Démarche insolite. Pour son Centenaire, le Musée d’ethnographie de Neuchâtel (MEN) s’offre un festival de cinéma sur des thèmes qui lui sont chers.

Parmi eux, la question de la prédation occupe une place de choix puisqu’une «Nuit cannibale» est programmée de samedi à dimanche.

A travers une trentaine de films, le Festival ciMENa revisite les grandes obsessions du musée. Et – ceux qui ont vu quelques-unes de ses expositions le savent déjà – les thèmes abordés par le MEN ne manquent pas de piment.

Loin de l’ethnographie traditionnelle, l’équipe emmenée par Jacques Hainard s’est intéressée ces dernières années à des sujets comme le cannibalisme, le rapport au désir et à l’interdit, l’imaginaire et la représentation de la réalité,…

Etrange critère de sélection

Le Festival ciMENa va dans le même sens. Autrement dit, il ne faut pas s’attendre à voir des reportages sur la vie quotidienne d’une tribu d’Amazonie.

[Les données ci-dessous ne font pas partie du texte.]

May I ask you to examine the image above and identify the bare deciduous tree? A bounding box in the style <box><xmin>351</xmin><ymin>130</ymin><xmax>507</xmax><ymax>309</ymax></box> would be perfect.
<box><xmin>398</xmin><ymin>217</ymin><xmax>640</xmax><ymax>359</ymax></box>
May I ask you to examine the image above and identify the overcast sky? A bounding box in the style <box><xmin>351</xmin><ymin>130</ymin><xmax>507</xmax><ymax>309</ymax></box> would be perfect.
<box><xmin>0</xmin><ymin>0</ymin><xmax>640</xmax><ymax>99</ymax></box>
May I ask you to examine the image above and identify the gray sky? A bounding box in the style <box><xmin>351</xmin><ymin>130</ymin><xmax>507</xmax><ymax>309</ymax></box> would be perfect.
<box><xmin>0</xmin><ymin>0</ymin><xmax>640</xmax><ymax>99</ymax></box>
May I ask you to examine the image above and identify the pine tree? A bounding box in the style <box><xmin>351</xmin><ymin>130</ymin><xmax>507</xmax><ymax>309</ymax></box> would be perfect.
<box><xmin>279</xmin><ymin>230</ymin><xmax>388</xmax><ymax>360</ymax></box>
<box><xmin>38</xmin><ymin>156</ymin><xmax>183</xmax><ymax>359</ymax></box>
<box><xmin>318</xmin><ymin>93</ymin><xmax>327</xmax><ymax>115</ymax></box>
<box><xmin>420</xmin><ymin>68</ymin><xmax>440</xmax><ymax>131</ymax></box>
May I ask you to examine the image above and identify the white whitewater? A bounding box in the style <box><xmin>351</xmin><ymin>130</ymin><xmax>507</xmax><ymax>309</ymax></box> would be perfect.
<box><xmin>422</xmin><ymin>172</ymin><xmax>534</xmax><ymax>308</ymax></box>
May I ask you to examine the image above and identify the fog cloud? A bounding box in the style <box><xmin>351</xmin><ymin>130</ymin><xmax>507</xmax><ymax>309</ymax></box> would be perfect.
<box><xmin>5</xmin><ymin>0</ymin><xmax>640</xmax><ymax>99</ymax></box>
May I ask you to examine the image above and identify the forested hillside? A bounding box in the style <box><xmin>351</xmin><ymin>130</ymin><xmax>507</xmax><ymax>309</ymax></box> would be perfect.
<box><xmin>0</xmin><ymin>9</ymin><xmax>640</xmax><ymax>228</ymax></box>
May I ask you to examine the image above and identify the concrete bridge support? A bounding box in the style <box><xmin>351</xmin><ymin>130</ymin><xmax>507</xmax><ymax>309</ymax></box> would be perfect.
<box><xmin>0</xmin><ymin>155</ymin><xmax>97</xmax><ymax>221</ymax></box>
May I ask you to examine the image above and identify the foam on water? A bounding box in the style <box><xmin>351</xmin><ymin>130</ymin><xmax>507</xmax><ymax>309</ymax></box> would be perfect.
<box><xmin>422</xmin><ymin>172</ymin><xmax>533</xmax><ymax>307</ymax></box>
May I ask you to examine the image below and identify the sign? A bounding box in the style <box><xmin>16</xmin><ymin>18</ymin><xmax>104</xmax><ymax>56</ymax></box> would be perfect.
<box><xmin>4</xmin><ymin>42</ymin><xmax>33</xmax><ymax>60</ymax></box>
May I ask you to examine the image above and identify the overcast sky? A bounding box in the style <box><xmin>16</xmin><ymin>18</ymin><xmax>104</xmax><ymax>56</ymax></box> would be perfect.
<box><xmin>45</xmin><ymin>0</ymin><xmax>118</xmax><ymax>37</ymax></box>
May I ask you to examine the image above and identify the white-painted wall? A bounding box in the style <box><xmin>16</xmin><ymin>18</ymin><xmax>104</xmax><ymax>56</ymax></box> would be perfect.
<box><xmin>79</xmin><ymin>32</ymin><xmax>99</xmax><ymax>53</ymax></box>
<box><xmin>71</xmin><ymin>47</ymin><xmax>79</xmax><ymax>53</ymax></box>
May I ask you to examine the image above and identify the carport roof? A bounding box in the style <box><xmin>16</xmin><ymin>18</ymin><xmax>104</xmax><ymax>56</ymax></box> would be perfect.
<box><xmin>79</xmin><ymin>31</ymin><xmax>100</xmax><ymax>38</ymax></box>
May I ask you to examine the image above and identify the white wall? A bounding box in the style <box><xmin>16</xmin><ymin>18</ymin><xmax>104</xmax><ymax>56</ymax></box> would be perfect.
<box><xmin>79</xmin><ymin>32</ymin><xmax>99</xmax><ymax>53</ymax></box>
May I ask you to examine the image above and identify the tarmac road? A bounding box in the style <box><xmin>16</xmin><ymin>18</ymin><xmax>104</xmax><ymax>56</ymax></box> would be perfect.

Olivier Müller (Festival international du film fantastique de Neuchâtel), Yann Laville (collaborateur scientifique MEN) et Grégoire Mayor (assistant à l’Institut d’ethnologie et cinéaste) ont établi la programmation sur la base de ce qu’ils ont appelé «les obsessions du MEN».

Un critère de sélection peu habituel. «C’est une démarche étonnante, puisqu’il ne s’agissait pas de faire une recherche autour d’un auteur ou d’un seul thème. Finalement, on s’est tout permis ou presque», raconte Grégoire Mayor.

Du manga au documentaire

Les trois programmateurs ont pioché aussi bien dans le film fantastique que dans le dessin animé ou le film d’animation (Magnetic Rose, Mondo Mulloy, Millenium Actress), le film de fiction ou le documentaire (Disney Land: mon vieux pays natal, The Atomic Cafe). Résultat: une affiche hétéroclite.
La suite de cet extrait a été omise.